Dr Simba also identified 15 of the species as ‘indicator species,’ which were associated with different environmental variables. An indicator species serves as a measure of the environmental conditions in a given region.
Protected areas (with more dung-producing mammalian species) and farms (with fewer such species) did not differ in terms of dung beetle presence or absence, species richness or the body length of the dung beetle species found.
Nevertheless, dung beetle abundance was found to be greater in protected areas than on farms.
This finding is surprising as there was a positive correlation between dung beetle abundance and increased stocking rates on the studied farms. Dr Simba explains,
“This may be because there were dung types that are more appropriate for breeding available in the protected areas (as opposed to the farms), including larger dung pats than just the pelleted dung of sheep.
“This result suggests that the species in these protected areas were more similar to each other [in other words, the species richness was lower], dividing up niches more finely, with greater competition between species,” Simba says.
Surprisingly, the greater abundance of dung beetles in the protected areas also did not result in greater functional diversity — in other words, greater diversity in those components that influence how an ecosystem operates or functions. In fact, functional diversity was significantly lower in the protected areas than on the farms.

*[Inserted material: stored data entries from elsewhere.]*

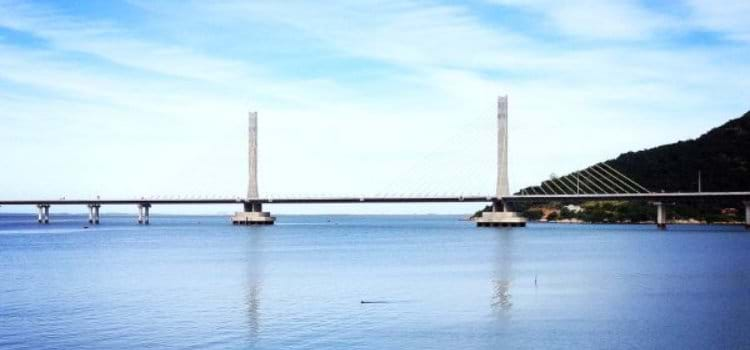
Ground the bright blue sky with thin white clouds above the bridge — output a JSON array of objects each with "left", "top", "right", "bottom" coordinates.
[{"left": 0, "top": 0, "right": 750, "bottom": 213}]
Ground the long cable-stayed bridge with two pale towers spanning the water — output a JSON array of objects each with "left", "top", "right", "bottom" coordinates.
[{"left": 0, "top": 96, "right": 750, "bottom": 229}]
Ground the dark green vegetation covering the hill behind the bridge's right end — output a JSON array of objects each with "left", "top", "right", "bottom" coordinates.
[{"left": 516, "top": 111, "right": 750, "bottom": 222}]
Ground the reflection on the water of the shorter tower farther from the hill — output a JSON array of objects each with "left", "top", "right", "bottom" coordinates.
[{"left": 245, "top": 230, "right": 263, "bottom": 340}]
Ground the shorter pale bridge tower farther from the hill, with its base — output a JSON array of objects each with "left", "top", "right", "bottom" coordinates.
[{"left": 232, "top": 112, "right": 276, "bottom": 225}]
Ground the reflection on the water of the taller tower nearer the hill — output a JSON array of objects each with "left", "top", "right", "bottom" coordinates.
[{"left": 492, "top": 230, "right": 513, "bottom": 313}]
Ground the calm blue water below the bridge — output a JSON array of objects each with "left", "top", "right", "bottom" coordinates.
[{"left": 0, "top": 216, "right": 750, "bottom": 349}]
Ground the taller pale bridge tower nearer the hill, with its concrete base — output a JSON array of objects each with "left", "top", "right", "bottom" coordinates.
[{"left": 476, "top": 95, "right": 526, "bottom": 227}]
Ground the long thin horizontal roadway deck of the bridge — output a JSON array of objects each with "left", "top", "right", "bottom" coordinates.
[{"left": 0, "top": 192, "right": 750, "bottom": 205}]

Dung beetle species richness and abundance both increased significantly with an increase in, respectively, vegetation cover, mammalian stocking rates and rainfall.
Dung beetle species richness was driven by rainfall and the availability of dung, and less so by dung diversity, Dr Simba points out. “Land use did not affect dung beetle species richness, probably because other factors, like rainfall, are far more important in this region,” she says.

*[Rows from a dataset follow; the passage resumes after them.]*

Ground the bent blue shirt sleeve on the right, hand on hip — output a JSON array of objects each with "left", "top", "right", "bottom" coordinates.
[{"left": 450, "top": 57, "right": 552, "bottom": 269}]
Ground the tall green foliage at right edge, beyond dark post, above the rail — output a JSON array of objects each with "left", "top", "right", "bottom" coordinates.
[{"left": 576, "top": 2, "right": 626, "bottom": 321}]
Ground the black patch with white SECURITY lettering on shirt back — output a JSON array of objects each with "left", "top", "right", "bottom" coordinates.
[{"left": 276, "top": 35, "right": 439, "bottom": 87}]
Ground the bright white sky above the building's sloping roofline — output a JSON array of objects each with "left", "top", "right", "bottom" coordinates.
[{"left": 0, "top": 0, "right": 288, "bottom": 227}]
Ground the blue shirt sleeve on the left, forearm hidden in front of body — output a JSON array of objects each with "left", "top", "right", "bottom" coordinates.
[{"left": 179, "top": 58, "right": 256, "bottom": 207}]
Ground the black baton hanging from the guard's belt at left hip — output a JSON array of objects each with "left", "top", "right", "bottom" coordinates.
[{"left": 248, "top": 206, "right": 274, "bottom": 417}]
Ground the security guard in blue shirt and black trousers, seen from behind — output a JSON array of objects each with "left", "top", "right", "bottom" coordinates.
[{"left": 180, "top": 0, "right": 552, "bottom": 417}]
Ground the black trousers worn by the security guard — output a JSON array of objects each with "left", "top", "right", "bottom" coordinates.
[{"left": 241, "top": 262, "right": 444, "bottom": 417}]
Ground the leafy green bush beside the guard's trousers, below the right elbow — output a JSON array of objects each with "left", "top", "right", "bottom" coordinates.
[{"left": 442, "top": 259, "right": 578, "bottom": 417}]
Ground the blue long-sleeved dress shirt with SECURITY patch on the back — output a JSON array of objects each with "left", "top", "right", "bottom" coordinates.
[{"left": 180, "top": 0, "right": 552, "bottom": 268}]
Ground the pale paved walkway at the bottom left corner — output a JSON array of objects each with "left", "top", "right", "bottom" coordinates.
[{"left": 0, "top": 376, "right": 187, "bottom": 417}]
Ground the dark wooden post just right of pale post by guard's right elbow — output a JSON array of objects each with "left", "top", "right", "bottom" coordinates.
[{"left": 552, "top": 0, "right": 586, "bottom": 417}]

“Future climate projections indicate extreme changes in rainfall in this area; my results here suggest that this would have dramatic impacts on dung beetle communities,” Dr Simba says.
Many dung beetles stay dormant in the soil during the dry season when conditions are unfavourable.
This study suggests that some species cannot tolerate very dry conditions and might have retreated further away from the dry areas during periods of drought.
Dr Simba also investigated whether certain functional groups of dung beetle are more efficient than others at performing a given ecosystem function.
It turns out that rollers are potentially more efficient at removing dung and tunnellers, in turn, are more efficient at increasing plant productivity. This still needs further investigation, she says.
“This demonstrates that the different functional groups make different contributions to ecosystem functions in the region,” Dr Simba explains.
“The Karoo needs both roller and tunneller beetles to deliver ecosystem benefits.The study shows just how important rainfall is in an arid area, not only for plants and vertebrates, but also for the little guys in the ground that you rarely see, she says, adding, “and efforts to protect dung beetles will support a functioning ecosystem in this region.”